A group of fragments that – through a selection of representative medieval texts – show the evolution of European script throughout the Middle Ages, from the transitional period of 9th-10th-century Carolingian minuscule, with its thinner forms and less pronounced clubbing of the vertical main strokes, to the precision and symmetry of the 12th-century bookhand and its mutation into the smaller, more abbreviated and compressed writing of the 13th, and finally to the more angular gothic forms of the 15th century. The present lot consists of:

1) GREGORY THE GREAT (c.540-604), Homiliae super Evangelia, XL, 2-3, a fragment in Latin [France, late 9th century].

Measurements:
125 x 205mm. two columns of 13 lines written in a late 9th-century Carolingian minuscule, the text beginning: ‘[de quo Moyses locutus fu]erat non peruenit; Haec nos fr[atre]s k[arissi]mi’ and ending ‘Noui te ex nomine: Ait ergo de diuite: Homo quidam’.

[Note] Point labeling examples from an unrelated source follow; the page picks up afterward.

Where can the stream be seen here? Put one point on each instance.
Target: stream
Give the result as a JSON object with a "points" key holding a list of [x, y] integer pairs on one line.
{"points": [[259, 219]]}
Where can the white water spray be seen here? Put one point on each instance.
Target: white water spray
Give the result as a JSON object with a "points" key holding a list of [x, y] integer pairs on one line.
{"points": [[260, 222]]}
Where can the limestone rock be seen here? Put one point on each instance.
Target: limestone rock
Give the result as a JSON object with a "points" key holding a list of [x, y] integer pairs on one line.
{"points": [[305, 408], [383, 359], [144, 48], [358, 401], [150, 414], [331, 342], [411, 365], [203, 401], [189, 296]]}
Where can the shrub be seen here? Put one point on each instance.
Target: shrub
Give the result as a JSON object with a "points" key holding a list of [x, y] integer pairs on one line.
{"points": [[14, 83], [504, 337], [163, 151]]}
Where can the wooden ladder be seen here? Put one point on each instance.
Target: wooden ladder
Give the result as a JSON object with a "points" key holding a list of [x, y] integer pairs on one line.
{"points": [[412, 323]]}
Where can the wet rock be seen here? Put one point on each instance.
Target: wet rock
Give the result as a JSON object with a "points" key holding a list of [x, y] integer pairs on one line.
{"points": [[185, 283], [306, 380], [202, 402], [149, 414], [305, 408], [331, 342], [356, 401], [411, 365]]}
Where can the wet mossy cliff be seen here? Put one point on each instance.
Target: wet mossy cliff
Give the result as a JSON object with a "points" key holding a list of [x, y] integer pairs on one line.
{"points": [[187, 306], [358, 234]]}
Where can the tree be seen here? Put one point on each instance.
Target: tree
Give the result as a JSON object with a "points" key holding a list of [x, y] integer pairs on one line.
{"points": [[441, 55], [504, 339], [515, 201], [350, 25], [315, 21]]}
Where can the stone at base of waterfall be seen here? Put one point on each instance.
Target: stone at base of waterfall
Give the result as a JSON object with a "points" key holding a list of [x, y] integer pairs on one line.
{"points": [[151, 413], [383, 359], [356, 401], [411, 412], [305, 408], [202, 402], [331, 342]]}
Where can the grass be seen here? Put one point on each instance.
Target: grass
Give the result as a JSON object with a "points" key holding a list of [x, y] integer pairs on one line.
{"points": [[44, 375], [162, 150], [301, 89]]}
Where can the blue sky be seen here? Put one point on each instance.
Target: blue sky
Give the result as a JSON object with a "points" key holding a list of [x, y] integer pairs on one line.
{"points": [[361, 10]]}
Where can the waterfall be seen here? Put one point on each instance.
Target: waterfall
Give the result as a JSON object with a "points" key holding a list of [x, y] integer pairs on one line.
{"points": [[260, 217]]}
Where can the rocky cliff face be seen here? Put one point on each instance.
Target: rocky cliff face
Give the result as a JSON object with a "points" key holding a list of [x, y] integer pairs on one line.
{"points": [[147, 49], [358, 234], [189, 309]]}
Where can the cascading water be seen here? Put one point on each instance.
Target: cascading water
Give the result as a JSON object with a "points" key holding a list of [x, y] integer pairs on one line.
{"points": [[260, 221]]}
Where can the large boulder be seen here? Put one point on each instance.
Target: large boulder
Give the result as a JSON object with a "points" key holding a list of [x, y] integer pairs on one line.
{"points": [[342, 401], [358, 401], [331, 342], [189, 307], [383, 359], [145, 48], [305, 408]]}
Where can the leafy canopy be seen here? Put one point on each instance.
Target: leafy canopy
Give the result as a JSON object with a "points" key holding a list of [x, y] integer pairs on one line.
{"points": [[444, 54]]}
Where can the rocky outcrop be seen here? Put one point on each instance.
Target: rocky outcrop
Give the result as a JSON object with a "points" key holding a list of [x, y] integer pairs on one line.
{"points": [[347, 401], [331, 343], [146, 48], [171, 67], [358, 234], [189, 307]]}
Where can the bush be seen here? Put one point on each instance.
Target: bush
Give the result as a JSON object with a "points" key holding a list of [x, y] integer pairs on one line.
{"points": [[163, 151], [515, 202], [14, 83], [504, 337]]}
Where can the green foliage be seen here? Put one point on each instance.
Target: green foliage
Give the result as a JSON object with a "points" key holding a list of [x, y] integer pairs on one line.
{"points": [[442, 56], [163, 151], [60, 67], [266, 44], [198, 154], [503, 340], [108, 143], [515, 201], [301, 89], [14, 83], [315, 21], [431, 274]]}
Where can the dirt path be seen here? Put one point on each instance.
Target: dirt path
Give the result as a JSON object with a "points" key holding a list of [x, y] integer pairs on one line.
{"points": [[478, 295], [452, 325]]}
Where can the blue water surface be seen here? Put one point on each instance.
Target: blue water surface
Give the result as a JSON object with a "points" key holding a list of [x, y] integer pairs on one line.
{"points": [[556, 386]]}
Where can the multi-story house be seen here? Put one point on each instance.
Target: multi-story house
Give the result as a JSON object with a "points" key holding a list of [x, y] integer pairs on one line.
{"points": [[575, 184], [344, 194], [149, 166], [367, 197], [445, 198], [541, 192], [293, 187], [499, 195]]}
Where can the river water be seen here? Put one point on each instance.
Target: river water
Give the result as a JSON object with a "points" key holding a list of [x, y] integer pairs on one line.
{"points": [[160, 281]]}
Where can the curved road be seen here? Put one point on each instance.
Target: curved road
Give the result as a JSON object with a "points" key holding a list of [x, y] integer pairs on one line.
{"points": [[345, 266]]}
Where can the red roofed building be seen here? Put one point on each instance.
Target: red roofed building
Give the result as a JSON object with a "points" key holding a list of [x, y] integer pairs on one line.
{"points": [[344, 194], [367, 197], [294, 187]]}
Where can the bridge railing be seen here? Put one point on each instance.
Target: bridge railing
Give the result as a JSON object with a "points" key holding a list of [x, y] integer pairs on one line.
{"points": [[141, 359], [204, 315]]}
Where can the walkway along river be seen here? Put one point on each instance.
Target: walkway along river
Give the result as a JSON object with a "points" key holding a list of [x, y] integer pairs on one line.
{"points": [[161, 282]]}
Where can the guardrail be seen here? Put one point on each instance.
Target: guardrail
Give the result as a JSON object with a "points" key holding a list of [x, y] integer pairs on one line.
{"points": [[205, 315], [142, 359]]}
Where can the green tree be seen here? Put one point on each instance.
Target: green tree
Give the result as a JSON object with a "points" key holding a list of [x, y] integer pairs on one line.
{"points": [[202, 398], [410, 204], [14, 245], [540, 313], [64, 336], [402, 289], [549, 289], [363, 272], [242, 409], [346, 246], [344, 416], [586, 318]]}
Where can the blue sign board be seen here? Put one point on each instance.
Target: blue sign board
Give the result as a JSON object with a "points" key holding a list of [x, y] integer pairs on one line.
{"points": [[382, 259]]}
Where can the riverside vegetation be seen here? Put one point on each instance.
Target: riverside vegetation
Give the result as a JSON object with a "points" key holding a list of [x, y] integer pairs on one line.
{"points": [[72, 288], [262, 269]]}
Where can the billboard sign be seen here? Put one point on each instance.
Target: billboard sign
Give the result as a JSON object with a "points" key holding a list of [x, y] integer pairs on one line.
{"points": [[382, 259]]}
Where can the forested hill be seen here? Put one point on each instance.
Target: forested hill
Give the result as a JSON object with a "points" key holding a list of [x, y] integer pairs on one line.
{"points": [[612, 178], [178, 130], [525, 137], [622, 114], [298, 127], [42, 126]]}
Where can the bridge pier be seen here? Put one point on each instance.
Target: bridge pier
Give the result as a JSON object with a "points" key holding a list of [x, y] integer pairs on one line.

Gregory the Great’s Homiliae were without a shadow of a doubt one of the best-selling texts of the Middle Ages. Over 400 manuscripts survive, but only 40 of these date from the 8th and 9th centuries. A peculiar textual variant in the present fragment (the absence of a negative that changes the entire meaning of a sentence) can be found in only three other manuscripts of the text – Paris, BnF lat. 12254 and 12255 and Orléans, B.M. 173, all of which are from the 9th century. The script is similar to BnF 12255, which was written in Tours. To our knowledge, THIS IS THE EARLIEST FRAGMENT OF THE TEXT EVER TO HAVE BEEN OFFERED ON THE MARKET.

2) A LEAF FROM A SACRAMENTARY, in Latin [Germany or France, late 12th century].

Measurements:
272 x 184mm. 24 lines written in a late 12th-century bookhand.

3) ATTO OF VERCELLI (885-961), Expositio in epistulis S. Pauli, a bifolium in Latin [central Europe, c.1200].

Measurements:
316 x 223mm. two columns of 42 lines.

4) THOMAS AQUINAS (1225-1274), Summa contra Gentiles, 68-70, a single leaf in Latin [Paris, c.1270].

Measurements:
269 x 213mm. two columns of 49 lines,
A CONTEMPORARY COPY OF A MAIN WORK BY ONE OF THE GREATEST MEDIEVAL PHILOSOPHERS AND THEOLOGIANS.

5) A BIFOLIUM FROM A MISSAL, in Latin [France, mid-15th century].

Measurements:
330 x 230mm. two columns of 30 lines.

Bibliography:
R. Etaix, Gregorius Magnus: Homiliae in Evangelia, Corpus Christianorum, CXLI, 1999.